Discovery of the utterly fantastic and beautiful DNA molecule as the key to all plant and animal life and beholding its awesome magnificence in self-replicating perpetual perfection through the eons we see (albeit only indirectly) the truth of a powerful majesty dwarfing our understanding of the grandest things unveiled in the smallest dimensions. With a single DNA molecule estimated to consist of 200 billion perfectly arranged atoms, and DNA exists even in amoebas, it would seem a stretch to believe this happened accidentally by lightning striking ponds with primordial goo all across the planet and formed living cells from basic building blocks like amino acids. An oft used analogy credited to Sir Fred Doyle, an astronomer, is that the likelihood of life forming that way is akin to believing a tornado strikes a junkyard and a fully formed 747 airliner is the end product. But the former is still the held principal theory on the origin of life. I suggest this is not settled science.
Subsequently the undertaking and rapid completion of the daunting task of decoding the human genome in the late 20th century has changed a lot of established assumptions, the axioms upon which beliefs about biology were held became obsolete when now focused on the molecular level, and the repercussions in turn alter the macro perspective – our understanding of life itself. While genetics has opened a whole new window into the examination of life and created a new science unto itself, at present it holds the doubtful premise that 96% of the DNA molecule is “junk code”. Science is not generally inclined to admit it does not know: doing so makes it problematic to put a theory to bed as settled science. We can be confident there is much still to be discovered about the genetic code and its influence on the miracle of life.
Science is exploration and discovery of matters related to the physical and natural world. Curiosity is the driving force behind science, although paradoxically, curiosity itself can be held to exist outside the domain of science, given the definition of science. In other words, while science depends on curiosity, science cannot explain why curiosity exists.

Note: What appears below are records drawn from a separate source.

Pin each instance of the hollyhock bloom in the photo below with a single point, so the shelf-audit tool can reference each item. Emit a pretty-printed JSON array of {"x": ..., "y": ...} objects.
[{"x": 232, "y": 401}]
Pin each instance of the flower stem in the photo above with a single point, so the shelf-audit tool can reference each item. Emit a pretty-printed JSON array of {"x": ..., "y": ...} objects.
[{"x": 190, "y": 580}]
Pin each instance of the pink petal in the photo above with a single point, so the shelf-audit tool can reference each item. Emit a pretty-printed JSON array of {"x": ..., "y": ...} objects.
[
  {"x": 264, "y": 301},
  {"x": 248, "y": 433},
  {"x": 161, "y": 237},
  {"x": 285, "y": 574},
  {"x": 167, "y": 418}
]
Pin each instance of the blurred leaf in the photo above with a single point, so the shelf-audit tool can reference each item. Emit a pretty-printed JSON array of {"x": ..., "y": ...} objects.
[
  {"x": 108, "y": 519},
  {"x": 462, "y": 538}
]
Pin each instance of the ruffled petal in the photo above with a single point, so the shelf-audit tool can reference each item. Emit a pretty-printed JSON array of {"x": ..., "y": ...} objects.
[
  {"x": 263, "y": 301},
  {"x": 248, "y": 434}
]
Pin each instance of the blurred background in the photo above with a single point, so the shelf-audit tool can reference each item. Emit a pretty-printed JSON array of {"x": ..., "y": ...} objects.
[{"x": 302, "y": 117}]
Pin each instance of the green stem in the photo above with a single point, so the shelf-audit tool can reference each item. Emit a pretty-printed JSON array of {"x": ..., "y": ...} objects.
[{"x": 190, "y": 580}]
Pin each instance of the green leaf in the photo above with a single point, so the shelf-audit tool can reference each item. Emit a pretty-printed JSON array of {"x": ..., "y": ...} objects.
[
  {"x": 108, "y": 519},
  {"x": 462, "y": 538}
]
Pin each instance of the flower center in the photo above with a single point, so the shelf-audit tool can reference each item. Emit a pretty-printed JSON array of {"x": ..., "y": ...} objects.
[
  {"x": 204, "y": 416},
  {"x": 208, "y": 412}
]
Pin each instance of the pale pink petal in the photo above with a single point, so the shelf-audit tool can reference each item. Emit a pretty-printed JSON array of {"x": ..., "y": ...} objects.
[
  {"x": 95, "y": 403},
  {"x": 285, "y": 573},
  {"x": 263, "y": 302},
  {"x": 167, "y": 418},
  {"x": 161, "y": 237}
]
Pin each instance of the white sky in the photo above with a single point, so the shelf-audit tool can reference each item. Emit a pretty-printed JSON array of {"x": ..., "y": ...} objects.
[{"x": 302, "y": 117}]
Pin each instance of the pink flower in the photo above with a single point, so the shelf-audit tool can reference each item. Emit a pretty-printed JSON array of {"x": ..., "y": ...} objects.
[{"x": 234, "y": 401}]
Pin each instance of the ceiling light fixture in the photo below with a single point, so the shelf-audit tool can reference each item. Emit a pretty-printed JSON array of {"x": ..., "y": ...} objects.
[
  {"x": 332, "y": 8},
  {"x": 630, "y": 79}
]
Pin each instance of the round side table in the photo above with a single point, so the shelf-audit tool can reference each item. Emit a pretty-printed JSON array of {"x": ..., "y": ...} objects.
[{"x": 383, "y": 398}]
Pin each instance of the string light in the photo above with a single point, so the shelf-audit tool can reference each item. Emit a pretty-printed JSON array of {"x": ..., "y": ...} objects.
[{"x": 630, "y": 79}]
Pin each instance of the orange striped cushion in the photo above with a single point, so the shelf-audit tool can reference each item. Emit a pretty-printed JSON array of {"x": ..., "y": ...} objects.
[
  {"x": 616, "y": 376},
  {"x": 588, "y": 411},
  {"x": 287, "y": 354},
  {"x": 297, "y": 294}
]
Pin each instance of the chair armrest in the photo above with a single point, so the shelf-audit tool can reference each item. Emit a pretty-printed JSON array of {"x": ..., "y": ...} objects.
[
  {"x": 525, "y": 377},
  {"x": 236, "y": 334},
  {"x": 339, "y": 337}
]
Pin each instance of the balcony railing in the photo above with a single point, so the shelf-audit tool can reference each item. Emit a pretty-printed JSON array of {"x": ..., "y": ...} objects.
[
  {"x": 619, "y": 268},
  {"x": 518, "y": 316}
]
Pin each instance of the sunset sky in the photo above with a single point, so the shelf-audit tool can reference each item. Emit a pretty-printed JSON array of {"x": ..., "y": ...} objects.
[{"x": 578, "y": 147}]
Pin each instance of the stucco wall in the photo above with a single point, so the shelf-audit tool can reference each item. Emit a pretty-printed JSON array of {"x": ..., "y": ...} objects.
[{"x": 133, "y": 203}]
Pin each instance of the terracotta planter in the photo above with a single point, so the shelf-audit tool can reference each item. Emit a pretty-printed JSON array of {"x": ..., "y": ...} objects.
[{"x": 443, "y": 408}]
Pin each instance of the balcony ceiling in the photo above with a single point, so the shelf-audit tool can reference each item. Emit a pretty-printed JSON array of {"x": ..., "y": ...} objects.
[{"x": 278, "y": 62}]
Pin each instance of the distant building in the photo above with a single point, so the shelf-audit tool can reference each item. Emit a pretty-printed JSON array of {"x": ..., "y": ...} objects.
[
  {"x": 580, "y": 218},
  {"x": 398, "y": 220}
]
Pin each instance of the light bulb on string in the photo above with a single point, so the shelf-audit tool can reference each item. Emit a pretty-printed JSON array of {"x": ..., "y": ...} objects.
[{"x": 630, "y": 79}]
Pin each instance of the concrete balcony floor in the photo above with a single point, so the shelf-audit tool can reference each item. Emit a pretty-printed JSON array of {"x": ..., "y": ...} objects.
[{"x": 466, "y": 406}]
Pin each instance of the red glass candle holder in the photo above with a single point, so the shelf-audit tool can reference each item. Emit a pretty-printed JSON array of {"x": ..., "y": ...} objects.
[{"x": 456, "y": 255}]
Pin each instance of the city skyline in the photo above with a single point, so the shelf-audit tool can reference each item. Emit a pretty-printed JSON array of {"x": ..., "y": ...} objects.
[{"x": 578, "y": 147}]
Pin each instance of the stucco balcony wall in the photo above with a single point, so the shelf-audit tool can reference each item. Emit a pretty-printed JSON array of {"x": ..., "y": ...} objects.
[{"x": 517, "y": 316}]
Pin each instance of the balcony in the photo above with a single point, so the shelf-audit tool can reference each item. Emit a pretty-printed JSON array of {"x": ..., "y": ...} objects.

To understand the mind may be the next great adventure for mankind. What is a thought? How are there memories? What is consciousness? Certainly, what would seem a most important role of science that is core to understanding the nature of humanity is one of which there is not even enough basic understanding to even suggest anything is settled, or even a relatable theory on the miracles of the mind.
I hope to have demonstrated in a brief essay that most of science is anything but settled. Of all things that may be evolving, science might be the signature example.